Peters, who was writing in tones of deep pessimism about the Iraq effort as early as summer 2003 and with passionate anger at the policies of the Rumsfeld Pentagon until the day Donald Rumsfeld departed at the end of 2006 — writes: “The situation has changed so unmistakably and so swiftly that we should be reading proud headlines daily. Where are they? Is it really so painful for all those war-porno journos to accept that our military — and the Iraqis — may have turned the situation around? Shouldn’t we read and see and hear a bit of praise for today’s soldiers and the progress they’re making?”
This is Lowry: “In Israel, there’s a law that bans reporting on sensitive national-security operations; you could be forgiven for thinking that the U.S. has a similar ban on any encouraging news from the hottest battlefront in the war on terror. The United States might be the only country in world history that reverse-propagandizes itself, magnifying its setbacks and ignoring its successes so that nothing can disturb what Sen. Joe Lieberman calls the ‘narrative of defeat.'”
Still, no matter how invested many people are in the “narrative of defeat,” that narrative cannot be sustained if the seeds of progress planted in Iraq over the past four months flourish and begin to bear exactly the kind of fruit everyone has been waiting for.

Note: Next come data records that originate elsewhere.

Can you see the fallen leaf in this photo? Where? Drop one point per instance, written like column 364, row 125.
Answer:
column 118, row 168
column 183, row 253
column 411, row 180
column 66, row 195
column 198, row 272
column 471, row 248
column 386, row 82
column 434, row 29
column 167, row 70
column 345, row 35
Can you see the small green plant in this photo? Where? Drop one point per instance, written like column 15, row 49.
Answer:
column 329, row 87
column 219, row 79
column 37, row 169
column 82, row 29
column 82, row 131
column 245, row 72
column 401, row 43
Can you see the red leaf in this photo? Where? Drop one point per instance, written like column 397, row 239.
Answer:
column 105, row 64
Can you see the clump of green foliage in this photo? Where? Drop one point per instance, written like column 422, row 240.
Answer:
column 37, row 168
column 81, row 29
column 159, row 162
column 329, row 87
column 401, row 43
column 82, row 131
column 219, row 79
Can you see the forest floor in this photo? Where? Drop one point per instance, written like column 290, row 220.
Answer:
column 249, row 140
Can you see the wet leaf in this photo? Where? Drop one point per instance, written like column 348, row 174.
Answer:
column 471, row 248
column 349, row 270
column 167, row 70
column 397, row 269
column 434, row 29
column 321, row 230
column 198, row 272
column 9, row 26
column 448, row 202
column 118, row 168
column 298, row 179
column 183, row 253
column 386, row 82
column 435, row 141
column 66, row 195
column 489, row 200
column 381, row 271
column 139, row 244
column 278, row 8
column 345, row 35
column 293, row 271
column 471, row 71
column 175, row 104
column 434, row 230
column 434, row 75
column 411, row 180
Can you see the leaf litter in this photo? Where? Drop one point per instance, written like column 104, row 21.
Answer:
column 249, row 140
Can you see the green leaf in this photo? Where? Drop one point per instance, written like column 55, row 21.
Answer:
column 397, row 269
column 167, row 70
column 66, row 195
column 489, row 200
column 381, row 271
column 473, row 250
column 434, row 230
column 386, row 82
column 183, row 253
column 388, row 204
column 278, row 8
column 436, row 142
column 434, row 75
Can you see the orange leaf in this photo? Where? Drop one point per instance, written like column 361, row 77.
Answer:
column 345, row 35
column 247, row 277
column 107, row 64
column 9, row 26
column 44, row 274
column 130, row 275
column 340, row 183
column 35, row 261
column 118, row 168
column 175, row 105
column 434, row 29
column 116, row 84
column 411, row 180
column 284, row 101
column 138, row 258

Which raises another interesting question: What will be the political effect of a growing national sense that there will be a positive outcome to our tormented efforts in Iraq, especially since the timing suggests the change (if it is real and lasting) will become clear to Americans some time during the coming election year?
On the one hand, it is unalloyedly good news for Republicans. If things in Iraq look bad in the fall of 2008, it will be almost impossible for a Republican to win. A change for the better is a necessary precondition for a possible Republican victory.
On the other hand, maybe the politician who benefits the most would be: Hillary Clinton. Her have-it-all-ways position on the war in Iraq — she voted for it, she now thinks it was a mistake, Bush mishandled it, she won’t pick a date certain to end it, she’s against it but she can’t say we won’t still have troops there by the end of a putative Clinton presidency — may be reasonably close to the general American mood about Iraq on Election Day 2008.
In this scenario, the thorniest foreign-policy issue in the 2008 election will not be Iraq, but Iran.